Unlike Trump Jr., Kushner was quick to dispel the idea he attended the meeting because of the type of information purportedly promised. “No part of the meeting I attended included anything about the campaign, there was no follow up to the meeting that I am aware of, I do not recall how many people were there (or their names), and I have no knowledge of any documents being offered or accepted,” he said, adding that he had included the meeting in his security-clearance form before it was reported in the media.
Kushner also disclosed that he received an email on October 30, 2016, from the screen name “Guccifer400.” “This email, which I interpreted as a hoax, was an extortion attempt and threatened to reveal candidate Trump’s tax returns and demanded that we send him 52 bitcoins in exchange for not publishing that information,” Kushner noted. “I brought the email to the attention of a U.S. Secret Service agent on the plane we were all travelling on and asked what he thought. He advised me to ignore it and not to reply—which is what I did. The sender never contacted me again.”
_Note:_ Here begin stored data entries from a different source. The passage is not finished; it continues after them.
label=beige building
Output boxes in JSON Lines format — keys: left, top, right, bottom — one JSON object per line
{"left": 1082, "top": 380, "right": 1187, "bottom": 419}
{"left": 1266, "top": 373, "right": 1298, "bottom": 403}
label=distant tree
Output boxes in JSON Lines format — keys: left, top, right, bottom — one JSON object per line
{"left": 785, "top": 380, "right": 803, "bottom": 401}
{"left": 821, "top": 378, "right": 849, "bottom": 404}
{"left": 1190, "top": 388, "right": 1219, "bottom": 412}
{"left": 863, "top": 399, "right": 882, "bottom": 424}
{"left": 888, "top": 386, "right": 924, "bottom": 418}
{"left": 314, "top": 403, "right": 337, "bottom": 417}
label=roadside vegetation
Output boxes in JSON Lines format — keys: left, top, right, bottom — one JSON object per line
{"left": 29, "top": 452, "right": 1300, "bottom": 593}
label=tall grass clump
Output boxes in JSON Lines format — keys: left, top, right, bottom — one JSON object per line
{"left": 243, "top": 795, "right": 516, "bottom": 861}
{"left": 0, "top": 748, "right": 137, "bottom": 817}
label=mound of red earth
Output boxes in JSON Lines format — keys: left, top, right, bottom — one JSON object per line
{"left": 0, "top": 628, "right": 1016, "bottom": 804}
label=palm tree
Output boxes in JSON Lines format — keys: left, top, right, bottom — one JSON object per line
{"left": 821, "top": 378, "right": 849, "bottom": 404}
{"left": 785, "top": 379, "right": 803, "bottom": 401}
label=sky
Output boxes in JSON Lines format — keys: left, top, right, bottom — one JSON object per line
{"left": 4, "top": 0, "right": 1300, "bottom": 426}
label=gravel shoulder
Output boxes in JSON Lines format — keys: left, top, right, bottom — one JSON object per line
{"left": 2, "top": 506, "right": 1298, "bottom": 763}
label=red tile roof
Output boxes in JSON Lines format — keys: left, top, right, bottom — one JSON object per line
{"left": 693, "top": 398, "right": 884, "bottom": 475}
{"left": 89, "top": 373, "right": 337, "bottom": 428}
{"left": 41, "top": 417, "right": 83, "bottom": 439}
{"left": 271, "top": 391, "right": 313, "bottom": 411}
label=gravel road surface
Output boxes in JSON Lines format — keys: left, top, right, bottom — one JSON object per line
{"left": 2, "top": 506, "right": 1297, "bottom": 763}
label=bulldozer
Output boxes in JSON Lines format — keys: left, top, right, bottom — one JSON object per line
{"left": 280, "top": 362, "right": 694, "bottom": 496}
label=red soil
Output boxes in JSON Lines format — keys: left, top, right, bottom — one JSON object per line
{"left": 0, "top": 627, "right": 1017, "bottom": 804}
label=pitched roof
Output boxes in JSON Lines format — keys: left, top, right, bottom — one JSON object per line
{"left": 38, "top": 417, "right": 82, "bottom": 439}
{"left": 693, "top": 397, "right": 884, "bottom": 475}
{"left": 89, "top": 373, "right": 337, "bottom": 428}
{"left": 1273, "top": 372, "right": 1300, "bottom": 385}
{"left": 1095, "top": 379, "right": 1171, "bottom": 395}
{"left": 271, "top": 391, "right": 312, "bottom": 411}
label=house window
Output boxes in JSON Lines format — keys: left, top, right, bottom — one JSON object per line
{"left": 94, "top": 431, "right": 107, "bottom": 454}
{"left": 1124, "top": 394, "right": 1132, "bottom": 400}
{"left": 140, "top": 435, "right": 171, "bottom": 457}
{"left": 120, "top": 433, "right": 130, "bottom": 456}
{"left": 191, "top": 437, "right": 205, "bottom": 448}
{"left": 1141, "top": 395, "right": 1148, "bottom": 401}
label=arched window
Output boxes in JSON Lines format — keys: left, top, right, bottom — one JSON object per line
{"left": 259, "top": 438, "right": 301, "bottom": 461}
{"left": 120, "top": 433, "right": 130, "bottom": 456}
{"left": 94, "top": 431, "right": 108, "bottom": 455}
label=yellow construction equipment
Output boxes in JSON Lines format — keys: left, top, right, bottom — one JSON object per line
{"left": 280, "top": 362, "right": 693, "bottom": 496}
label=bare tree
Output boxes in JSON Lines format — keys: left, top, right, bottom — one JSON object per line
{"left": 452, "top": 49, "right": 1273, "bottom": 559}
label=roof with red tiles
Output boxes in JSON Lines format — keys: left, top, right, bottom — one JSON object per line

Kushner provided details of his first encounter with Russian Ambassador Sergey Kislyak during the campaign. He said he was introduced to Kislyak, who has emerged as a key figure in the allegations surrounding Trump’s campaign aides and Russia, at the Mayflower Hotel in Washington, D.C., in April 2016, when Trump was delivering a foreign-policy speech. Kushner said he was introduced to Kislyak by Dimitri Simes, the publisher of The National Interest, and that the Russian ambassador was among several guests, including four other ambassadors. The encounter did not extend beyond “brief pleasantries,” Kushner said.
Kislyak then contacted him, he said, on November 16, 2016, after the presidential election, requesting a meeting via Kushner’s assistant. Kushner said he could not recall the name of the Russian envoy whom he had met seven months earlier. Kushner said the meeting was set up for December 1, two weeks later; it occurred at Trump Tower and lasted 20 to 30 minutes. Michael Flynn, who was briefly Trump’s national-security adviser before he resigned over undisclosed meetings with the Russians, was also present, Kushner said.
“I asked Ambassador Kislyak if he would identify the best person (whether the Ambassador or someone else) with whom to have direct discussions and who had contact with his President,” Kushner said. “The fact that I was asking about ways to start a dialogue after Election Day should of course be viewed as strong evidence that I was not aware of one that existed before Election Day.”
Kushner said their conversation centered on Syria. Kislyak, he said, wanted to convey information from his “generals” and asked if there was a secure line in the transition office through which they could conduct a conversation. Kushner told him no such line existed, but because he “believed developing a thoughtful approach on Syria was a very high priority given the ongoing humanitarian crisis,” Kushner asked if there was such a secure line at the Russian Embassy.